Sicilia is the Italian name for Sicily, taken from the Mediterranean island and its ancient Latin name.
Sicilia is the Latin and Italian name for Sicily, the large Mediterranean island at the foot of the Italian peninsula, and it carries within its syllables the entire weight of that island's extraordinary history. The name derives from the Siculi (or Sicels), an Italic people who inhabited the island's interior in antiquity, though the island's coastal regions were contested and colonized by Phoenicians, Greeks, Carthaginians, Romans, Arabs, Normans, and Spanish in succession — making Sicily one of the most culturally layered places on earth. To name a child Sicilia is to invoke this palimpsest of civilizations.
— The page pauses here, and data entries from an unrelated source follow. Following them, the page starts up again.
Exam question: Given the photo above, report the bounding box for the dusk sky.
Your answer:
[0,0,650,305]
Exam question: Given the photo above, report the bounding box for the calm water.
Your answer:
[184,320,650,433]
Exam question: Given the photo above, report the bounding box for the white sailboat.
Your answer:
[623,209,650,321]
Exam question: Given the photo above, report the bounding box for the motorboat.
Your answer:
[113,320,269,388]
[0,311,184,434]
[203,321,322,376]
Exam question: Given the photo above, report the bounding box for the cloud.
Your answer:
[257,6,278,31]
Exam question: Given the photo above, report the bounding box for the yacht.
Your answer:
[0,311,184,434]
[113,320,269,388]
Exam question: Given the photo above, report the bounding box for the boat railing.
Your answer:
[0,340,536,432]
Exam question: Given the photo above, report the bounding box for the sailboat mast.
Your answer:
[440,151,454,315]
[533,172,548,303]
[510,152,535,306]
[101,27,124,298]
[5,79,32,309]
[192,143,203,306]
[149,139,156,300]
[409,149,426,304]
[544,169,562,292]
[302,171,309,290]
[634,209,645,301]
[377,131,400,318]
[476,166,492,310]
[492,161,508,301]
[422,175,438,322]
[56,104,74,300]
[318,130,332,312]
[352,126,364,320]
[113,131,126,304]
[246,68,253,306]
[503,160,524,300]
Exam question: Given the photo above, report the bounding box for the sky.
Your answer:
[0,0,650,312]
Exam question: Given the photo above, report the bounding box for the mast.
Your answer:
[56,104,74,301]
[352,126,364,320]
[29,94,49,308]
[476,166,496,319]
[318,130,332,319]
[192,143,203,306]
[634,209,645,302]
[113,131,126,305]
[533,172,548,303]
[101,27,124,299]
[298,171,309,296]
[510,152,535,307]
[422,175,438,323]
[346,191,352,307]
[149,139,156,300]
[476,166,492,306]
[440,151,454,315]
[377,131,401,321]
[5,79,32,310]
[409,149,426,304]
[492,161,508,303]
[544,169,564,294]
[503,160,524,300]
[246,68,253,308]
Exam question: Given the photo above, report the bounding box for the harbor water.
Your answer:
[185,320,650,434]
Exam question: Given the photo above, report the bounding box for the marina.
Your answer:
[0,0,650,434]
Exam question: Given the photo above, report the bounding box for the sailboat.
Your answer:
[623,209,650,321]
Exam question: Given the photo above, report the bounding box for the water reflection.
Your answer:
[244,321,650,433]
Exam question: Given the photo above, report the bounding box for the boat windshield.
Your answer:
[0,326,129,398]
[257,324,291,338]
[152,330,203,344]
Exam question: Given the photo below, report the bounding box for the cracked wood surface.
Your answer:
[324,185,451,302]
As a personal name, Sicilia has been used intermittently in Italian and Spanish-speaking communities as an expression of regional pride and heritage — similar to how Venezia, Napoli, or Sardinia have occasionally been given as names. It has a particular resonance in Sicilian-American families, for whom the island represents both origin and longing, the place left behind and carried forward in memory and food and dialect. The name also carries literary echoes: Sicily features prominently in Shakespeare's The Winter's Tale (set partly in "Sicilia"), in Lampedusa's The Leopard, and in the mythology of Proserpina, whose abduction to the underworld was said to have occurred near Mount Etna.
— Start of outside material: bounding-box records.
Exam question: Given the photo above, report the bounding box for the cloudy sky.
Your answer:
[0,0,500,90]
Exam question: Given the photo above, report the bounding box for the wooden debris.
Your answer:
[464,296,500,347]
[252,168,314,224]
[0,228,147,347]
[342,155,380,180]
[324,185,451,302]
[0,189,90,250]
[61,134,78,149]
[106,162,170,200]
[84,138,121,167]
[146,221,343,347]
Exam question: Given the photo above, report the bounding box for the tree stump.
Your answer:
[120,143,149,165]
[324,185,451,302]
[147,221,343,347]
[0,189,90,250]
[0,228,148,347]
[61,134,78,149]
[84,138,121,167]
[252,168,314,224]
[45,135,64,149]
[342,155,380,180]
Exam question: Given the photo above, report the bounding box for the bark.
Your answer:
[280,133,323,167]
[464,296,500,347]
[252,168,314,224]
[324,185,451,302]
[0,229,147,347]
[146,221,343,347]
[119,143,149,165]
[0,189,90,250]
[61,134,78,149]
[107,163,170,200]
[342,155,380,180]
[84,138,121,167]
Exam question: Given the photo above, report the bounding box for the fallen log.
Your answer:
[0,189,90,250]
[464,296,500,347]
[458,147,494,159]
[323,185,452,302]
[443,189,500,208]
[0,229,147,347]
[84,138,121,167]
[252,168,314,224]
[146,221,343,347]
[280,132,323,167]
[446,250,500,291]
In contemporary usage, Sicilia reads as a bold and romantic choice — a place-name with genuine ancient pedigree rather than a trendily invented geography. It sounds at once Italian and Spanish, formal and sensuous, historically grounded and visually arresting on a page. For parents with Sicilian roots or a love of Mediterranean culture, it offers a way to carry an entire world in a name.